Billy Porter: This is what HIV+ Looks Like Now. It was a longtime coming, but better late than never. Billy Porter’s recent announcement about his HIV+ status and what living with HIV looks like when you get effective care is groundbreaking. His pronouncement after fourteen years of silence is a strong message for all. Stigma and shame stood in the way for over a decade. Going public, Porter makes it clear that a healthy vibrant life is possible with the right access to care. Ohemaa knows that Porter’s experiences of stigma and shame are common. She is passionate about breaking down stigma associated with both HIV and mental health for adolescents in Sub-Saharan Africa and thereby make Porter’s access to care also more common.

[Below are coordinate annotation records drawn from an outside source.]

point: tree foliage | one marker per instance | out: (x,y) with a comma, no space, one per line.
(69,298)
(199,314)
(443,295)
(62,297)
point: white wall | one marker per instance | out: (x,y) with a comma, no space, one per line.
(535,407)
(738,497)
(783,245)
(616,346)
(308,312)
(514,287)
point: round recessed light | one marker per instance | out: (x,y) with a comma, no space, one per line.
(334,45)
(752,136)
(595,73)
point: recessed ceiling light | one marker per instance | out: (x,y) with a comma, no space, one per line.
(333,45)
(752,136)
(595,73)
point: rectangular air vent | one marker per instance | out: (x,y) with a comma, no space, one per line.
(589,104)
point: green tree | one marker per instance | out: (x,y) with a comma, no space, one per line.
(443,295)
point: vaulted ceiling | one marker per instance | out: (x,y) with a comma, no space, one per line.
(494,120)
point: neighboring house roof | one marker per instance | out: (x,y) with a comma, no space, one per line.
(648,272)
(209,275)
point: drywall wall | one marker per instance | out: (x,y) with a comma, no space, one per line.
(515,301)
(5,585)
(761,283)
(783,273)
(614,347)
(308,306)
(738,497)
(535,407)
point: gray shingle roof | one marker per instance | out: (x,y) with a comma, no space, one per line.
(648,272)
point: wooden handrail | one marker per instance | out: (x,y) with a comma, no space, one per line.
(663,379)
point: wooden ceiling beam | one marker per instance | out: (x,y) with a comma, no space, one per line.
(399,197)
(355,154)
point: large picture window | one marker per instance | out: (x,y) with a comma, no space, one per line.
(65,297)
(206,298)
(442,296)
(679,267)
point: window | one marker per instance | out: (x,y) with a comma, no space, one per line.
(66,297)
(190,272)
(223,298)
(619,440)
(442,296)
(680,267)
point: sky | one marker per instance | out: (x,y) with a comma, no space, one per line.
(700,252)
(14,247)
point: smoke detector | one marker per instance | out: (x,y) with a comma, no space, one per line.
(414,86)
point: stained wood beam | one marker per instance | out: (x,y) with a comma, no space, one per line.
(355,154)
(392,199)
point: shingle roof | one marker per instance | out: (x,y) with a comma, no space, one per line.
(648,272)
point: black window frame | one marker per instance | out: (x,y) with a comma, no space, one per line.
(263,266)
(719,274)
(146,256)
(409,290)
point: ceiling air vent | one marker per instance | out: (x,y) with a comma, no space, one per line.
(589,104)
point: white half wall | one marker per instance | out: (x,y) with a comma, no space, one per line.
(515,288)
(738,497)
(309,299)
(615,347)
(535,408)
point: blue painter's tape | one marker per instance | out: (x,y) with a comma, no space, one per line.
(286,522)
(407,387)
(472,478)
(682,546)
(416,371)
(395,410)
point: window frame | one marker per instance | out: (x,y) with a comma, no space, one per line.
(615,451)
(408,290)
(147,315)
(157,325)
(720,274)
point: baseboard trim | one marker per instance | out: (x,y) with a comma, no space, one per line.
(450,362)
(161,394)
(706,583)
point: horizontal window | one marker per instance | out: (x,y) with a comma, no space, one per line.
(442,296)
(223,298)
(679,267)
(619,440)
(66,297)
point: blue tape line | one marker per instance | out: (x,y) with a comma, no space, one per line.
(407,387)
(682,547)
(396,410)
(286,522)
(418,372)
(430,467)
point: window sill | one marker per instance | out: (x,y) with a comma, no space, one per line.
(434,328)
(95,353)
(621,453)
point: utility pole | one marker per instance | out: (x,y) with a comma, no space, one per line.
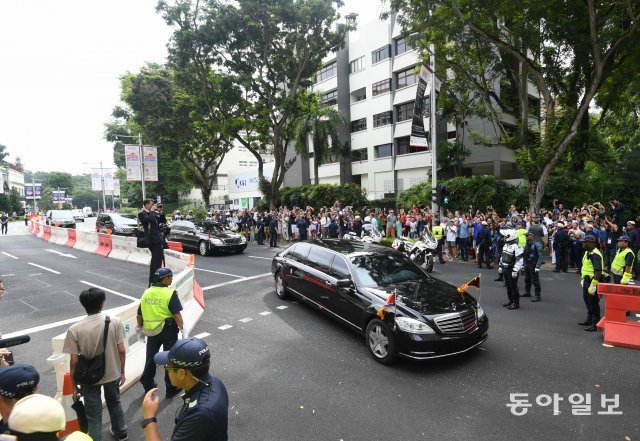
(433,129)
(141,150)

Where to next, Dr. Poku? “I want to keep moving forward with sound scientific research that has real impact. Using qualitative methods, I want to incorporate the use of photovoice and arts-based therapeutic strategies to expand expression and empower adolescents by telling their story. I am grateful to my mentors, Drs. Judith Bass and Sarah Murray, at Johns Hopkins University, and I look forward to starting as a post-doctoral Fellow at Columbia in July.”
Our Columbia community of faculty and scholars can’t wait to welcome Ohemaa back!